Was mich persönlich am meisten beeindruckt hat: Die schiere Geschwindigkeit, mit der hier neue Marken und Modelle auftauchen. Du gehst an einer Straße entlang und siehst Logos, die du noch nie gesehen hast. Avatr, IM Motors, Deepal, Neta, Rising Auto (hoffe ist alles richtig geschrieben). Ständig ein neues Modell, ein neuer Showroom, ein neues Versprechen. Und gleichzeitig weißt du, dass die Hälfte davon in drei Jahren wahrscheinlich nicht mehr existiert. Das ist die Realität hier: Wahnsinnig dynamisch, wahnsinnig brutal und bis vor kurzem staatlich eben auch so gepushed um innovation zu Treiben.

XPENG hat meiner Einschätzung nach eine realistische Chance, langfristig zu überleben, gerade weil sie technologisch stark aufgestellt sind und mit VW einen strategischen Partner an Bord haben.

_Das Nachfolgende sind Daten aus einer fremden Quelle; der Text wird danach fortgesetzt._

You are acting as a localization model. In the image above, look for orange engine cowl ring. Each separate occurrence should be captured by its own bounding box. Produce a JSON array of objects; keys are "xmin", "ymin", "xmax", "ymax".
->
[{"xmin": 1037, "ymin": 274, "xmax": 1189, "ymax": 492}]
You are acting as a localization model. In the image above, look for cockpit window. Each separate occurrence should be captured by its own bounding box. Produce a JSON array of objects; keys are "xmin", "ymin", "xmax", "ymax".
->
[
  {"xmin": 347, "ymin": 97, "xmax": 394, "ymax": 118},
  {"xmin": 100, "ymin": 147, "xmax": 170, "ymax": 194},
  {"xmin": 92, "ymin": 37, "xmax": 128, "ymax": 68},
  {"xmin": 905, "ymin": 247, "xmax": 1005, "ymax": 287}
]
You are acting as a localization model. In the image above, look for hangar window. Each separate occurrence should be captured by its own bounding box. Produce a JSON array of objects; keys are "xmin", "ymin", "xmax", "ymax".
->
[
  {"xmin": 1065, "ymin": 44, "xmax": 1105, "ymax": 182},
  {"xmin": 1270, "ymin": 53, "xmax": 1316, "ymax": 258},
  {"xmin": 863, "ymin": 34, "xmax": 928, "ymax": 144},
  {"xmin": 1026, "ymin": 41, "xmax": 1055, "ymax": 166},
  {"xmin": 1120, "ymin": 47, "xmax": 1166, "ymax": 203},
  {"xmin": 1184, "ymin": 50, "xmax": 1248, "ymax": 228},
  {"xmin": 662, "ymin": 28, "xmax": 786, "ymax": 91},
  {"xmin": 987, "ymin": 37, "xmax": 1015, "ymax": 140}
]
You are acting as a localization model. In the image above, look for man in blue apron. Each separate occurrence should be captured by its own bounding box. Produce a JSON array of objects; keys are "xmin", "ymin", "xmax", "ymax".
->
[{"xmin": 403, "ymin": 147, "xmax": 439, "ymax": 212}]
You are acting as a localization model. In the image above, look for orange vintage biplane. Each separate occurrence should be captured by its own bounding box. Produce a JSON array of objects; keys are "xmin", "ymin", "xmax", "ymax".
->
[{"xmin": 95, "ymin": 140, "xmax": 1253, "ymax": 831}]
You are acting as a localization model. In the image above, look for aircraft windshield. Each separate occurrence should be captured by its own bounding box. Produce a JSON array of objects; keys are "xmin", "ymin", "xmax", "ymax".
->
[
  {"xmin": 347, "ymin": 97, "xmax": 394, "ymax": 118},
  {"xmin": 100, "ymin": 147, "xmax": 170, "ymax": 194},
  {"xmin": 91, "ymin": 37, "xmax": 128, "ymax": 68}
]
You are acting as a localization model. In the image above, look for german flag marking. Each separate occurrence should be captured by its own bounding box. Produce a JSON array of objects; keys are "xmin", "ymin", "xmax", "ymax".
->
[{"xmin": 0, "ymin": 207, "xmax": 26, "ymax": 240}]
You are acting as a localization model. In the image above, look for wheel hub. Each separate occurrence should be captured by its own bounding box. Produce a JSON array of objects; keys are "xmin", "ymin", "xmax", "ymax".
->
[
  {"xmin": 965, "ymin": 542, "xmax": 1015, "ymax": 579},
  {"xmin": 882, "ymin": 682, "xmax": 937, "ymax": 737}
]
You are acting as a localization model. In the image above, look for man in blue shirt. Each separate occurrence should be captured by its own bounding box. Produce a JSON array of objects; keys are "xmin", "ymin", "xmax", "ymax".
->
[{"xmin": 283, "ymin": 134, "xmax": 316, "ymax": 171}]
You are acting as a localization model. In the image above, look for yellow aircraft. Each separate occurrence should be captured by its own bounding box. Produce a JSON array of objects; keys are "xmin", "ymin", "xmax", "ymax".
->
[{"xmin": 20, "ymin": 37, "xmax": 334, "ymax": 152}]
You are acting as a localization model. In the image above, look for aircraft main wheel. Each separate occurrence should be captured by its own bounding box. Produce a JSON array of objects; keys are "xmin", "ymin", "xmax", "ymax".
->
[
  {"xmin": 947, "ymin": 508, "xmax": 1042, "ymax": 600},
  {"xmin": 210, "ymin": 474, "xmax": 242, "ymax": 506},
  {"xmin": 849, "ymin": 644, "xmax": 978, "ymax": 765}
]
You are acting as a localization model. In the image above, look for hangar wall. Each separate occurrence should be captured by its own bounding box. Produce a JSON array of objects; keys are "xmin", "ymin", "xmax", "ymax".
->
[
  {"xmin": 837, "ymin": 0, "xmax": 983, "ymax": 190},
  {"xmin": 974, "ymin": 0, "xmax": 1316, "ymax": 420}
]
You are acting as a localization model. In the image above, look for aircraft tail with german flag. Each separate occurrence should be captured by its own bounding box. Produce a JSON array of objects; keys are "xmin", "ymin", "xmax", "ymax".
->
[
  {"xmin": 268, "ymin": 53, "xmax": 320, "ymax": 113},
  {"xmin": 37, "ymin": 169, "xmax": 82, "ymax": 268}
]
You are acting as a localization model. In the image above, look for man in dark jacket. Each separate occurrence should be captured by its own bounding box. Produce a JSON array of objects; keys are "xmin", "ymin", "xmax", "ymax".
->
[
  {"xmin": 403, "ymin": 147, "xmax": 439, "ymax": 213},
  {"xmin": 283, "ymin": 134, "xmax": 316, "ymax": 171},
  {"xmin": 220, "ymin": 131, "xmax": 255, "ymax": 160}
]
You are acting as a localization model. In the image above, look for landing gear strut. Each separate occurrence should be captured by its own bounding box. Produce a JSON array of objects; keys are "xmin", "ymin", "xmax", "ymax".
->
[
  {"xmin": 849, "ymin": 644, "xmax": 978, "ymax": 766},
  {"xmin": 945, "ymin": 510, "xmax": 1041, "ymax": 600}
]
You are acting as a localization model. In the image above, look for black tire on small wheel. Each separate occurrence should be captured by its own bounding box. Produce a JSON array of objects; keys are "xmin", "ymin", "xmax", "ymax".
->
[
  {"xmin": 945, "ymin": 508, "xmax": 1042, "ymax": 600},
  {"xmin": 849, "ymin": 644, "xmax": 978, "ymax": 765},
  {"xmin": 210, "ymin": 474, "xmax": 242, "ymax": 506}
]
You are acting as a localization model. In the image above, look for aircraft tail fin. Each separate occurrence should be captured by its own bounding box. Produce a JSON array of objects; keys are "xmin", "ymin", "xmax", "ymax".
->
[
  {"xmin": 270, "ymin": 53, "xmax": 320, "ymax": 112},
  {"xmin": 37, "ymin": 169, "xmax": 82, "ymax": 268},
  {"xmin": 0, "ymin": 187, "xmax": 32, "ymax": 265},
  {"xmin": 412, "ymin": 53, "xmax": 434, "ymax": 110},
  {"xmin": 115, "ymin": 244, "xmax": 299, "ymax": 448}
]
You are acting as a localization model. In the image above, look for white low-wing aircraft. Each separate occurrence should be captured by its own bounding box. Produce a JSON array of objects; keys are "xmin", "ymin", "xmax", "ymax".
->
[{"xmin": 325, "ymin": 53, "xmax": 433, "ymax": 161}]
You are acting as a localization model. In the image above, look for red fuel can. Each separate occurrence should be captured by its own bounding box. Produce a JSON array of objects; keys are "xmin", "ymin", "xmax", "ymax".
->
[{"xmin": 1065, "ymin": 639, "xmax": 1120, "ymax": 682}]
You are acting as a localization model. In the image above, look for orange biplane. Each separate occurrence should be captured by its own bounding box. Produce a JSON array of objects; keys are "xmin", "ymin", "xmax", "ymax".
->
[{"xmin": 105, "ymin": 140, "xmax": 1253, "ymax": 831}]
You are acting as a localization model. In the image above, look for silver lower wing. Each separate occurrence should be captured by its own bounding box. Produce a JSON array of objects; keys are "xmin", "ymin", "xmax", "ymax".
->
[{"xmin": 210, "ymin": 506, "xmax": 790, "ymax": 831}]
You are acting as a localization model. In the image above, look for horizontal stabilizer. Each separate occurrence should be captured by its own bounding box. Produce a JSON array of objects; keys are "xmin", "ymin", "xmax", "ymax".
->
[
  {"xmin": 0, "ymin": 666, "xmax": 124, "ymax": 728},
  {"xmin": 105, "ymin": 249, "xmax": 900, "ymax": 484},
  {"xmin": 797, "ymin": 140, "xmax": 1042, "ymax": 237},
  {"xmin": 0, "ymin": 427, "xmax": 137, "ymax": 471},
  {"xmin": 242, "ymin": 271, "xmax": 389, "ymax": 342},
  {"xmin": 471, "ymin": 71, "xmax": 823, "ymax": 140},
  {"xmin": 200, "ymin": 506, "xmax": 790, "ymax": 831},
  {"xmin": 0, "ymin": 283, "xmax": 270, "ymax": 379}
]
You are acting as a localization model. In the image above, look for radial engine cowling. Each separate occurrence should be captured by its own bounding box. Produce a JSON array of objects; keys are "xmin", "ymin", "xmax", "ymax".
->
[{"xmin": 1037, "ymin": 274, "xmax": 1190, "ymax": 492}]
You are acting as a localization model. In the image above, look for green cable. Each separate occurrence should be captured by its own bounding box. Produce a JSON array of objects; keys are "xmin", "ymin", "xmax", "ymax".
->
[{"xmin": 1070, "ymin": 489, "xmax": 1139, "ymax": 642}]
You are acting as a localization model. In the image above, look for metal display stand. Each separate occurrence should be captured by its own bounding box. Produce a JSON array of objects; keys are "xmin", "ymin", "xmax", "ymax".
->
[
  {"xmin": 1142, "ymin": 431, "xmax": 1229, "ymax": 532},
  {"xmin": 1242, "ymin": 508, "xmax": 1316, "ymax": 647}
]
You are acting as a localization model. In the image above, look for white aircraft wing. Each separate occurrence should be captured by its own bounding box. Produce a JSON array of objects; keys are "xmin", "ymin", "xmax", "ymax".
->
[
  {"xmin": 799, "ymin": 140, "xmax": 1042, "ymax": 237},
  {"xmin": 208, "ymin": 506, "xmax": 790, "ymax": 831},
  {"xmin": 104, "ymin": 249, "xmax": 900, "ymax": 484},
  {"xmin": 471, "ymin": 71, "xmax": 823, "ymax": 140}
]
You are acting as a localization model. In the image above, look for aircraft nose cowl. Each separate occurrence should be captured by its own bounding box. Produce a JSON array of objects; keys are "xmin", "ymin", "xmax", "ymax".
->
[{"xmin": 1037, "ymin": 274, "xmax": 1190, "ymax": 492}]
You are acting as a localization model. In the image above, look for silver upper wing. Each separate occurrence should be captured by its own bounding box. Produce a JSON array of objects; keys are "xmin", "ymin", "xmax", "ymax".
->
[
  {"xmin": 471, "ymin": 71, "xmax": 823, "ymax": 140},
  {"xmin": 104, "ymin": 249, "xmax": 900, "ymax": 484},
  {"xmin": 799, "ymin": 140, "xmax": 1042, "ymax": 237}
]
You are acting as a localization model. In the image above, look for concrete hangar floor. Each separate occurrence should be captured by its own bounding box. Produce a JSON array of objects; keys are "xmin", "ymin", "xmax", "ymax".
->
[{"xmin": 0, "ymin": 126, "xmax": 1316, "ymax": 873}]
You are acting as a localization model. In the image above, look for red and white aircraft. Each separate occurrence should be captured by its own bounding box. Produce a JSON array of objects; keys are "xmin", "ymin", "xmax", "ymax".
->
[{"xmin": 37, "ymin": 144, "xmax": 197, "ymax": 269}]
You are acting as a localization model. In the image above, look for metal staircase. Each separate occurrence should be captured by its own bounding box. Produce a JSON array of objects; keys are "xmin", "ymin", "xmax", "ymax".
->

Aber „überleben" ist hier tatsächlich das richtige Wort. Komfortabel hat es meiner Ansicht nach gerade niemand außer BYD.

Eben genau das schwirrt mir immer noch im Hinterkopf rum, seit wir den G6 auf dem Stellplatz haben.
Aufgrund unseres Rentnerdaseins haben wir gekauft, und nicht geleast.
Wir wollen den G6 so lang wie möglich fahren, dabei ist natürlich eine entsprechende Ersatzteilversorgung unumgänglich.
Nun denn. Wir haben gekauft und werden mit der Zukunft leben müssen.
Egal wie sie denn auch kommen mag, wir werden das Beste draus machen.

Danke für deine Einschätzung, zumindest diese Worte beruhigen mich doch etwas.
Aber es bleibt eben (D)eine Einschätzung, ohne Garantie auf dauerhaftem Bestand.
So realistisch bin ich.

Ich wünsche Dir weiterhin noch eine gute Zeit in China und werde weiter gespannt Deine Berichte dazu lesen.
Ist für mich ein echter Mehrwert einer Einschätzung, ohne selbst dort gewesen zu sein. :+1:

@RunFreakinFast

Danke für die Einblicke und bitte gerne mehr.

Ich finde das sehr interessant :blush:

Superinteressant! Danke dir für die Einblicke!